The system was deemed “neither operationally effective nor operationally suitable,” according to a 2018 report from DoD’s director of operational test and evaluation (DOT&E) that was based on an assessment of three of four pilot sites in Washington state.

However, on Wednesday, DoD announced that “following rigorous testing, training and change management efforts” the Wave Travis rollout to the four newest MHS GENESIS sites has been deemed a success.

“In 2019, we launched a new electronic health record across all Wave Travis sites with no serious patient safety issues,” William Tinston, program executive officer for the Program Executive Office Defense Health Care Management Systems, told members of the media.

“This deployment in Wave Travis was much smoother than what we saw in the (initial operational capability),” added Air Force Maj. Gen. Lee Payne, assistant director for combat support at the Defense Health Agency and MHS GENESIS functional champion.

According to Payne, the total number of “trouble tickets” or complaints and support requests generated from users during the Wave Travis rollout to the four newest MHS GENESIS sites was about a third of what DoD’s four initial operational capability sites experienced.

MHS GENESIS is being rolled out in “planned waves” and is on track for full deployment worldwide by the end of Calendar Year 2023, according to DoD officials, who said the next three installations—scheduled for 2020—will be at other military medical facilities in Alaska, California and Nevada.

In 2015, the Pentagon awarded a $4.3 billion contract to prime contractor Leidos to modernize the military’s EHR system, which is slated for deployment worldwide to support healthcare delivery for 9.4 million DoD beneficiaries.
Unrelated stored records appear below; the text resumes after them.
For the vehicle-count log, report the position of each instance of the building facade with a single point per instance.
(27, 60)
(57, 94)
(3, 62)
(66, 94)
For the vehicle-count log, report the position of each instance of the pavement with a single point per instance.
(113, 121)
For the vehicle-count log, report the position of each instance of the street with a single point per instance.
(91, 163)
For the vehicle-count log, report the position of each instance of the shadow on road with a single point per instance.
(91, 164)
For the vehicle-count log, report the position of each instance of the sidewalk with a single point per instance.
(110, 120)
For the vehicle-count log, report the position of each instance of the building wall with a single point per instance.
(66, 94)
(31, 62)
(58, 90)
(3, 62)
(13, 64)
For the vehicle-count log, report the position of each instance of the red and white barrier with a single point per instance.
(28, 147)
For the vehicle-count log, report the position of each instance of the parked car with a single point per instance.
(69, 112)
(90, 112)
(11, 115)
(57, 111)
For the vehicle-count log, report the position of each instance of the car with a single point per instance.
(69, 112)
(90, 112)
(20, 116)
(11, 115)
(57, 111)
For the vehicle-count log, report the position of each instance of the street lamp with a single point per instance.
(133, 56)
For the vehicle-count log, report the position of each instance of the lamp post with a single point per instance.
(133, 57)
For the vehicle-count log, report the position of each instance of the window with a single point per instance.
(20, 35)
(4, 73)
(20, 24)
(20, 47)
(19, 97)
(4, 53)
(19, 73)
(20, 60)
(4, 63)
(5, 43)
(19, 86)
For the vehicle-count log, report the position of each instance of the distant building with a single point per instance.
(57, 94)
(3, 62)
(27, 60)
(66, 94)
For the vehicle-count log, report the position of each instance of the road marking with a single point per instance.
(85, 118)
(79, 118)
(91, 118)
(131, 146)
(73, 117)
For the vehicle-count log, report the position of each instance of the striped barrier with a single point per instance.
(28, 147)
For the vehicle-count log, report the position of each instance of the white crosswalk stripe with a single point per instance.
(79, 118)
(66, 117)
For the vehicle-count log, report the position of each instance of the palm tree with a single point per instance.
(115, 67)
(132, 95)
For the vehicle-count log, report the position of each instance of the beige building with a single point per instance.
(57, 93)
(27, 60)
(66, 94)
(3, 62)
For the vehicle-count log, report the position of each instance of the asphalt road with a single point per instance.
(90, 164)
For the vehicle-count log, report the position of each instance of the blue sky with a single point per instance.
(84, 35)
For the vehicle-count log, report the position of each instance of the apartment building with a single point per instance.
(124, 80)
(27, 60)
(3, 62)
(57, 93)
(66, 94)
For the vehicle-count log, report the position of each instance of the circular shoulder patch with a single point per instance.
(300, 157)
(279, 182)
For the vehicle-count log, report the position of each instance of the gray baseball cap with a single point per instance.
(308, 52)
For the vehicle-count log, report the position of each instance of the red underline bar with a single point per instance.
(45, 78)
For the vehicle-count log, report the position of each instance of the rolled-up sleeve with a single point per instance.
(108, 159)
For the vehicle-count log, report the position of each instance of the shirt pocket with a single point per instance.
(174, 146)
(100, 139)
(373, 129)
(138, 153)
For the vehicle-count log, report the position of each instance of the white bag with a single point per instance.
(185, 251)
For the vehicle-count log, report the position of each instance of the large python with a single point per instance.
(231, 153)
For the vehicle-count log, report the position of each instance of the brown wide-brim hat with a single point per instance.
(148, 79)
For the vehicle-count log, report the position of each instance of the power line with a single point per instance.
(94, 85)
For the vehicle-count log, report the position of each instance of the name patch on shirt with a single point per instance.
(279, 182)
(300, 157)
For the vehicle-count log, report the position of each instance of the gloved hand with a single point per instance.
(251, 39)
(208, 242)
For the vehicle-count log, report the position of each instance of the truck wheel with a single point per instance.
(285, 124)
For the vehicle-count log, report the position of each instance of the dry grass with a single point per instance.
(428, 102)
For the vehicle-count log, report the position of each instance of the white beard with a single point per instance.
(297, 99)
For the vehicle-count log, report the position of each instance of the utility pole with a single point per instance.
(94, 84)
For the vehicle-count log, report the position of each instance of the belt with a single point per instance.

The Leidos-led team includes consultancy Accenture, dental software vendor Henry Schein and Cerner, which provides the core Millennium capability.

With the Wave Travis rollout to the four newest MHS GENESIS sites, Payne acknowledged that DoD experienced scalability challenges with Henry Schein’s Dentrix dental practice software. “We had some friction points with Dentrix, which the team was able to overcome and get it to function well,” he said. “But, we need to look into the future about Dentrix scalability.”

The Department of Veterans Affairs intends to create a single common EHR system with DoD by leveraging a shared Cerner Millennium platform that enables the VA’s and DoD’s patient data to reside in one system, eliminating the manual and electronic exchange and reconciliation of data between two separate systems.

However, VA has decided not to use Henry Schein’s Dentrix solution as part of its EHR modernization initiative. The agency does not believe that the Henry Schein product is up to snuff when it comes to meeting its requirements.

Asked if the VA’s decision not to use Dentrix will impact interoperability with DoD, Tinston replied that regardless of what dental software capability the VA adopts “we don’t have an interoperability problem” because it will be “integrated into the common record” and “we’re sharing across the two departments.”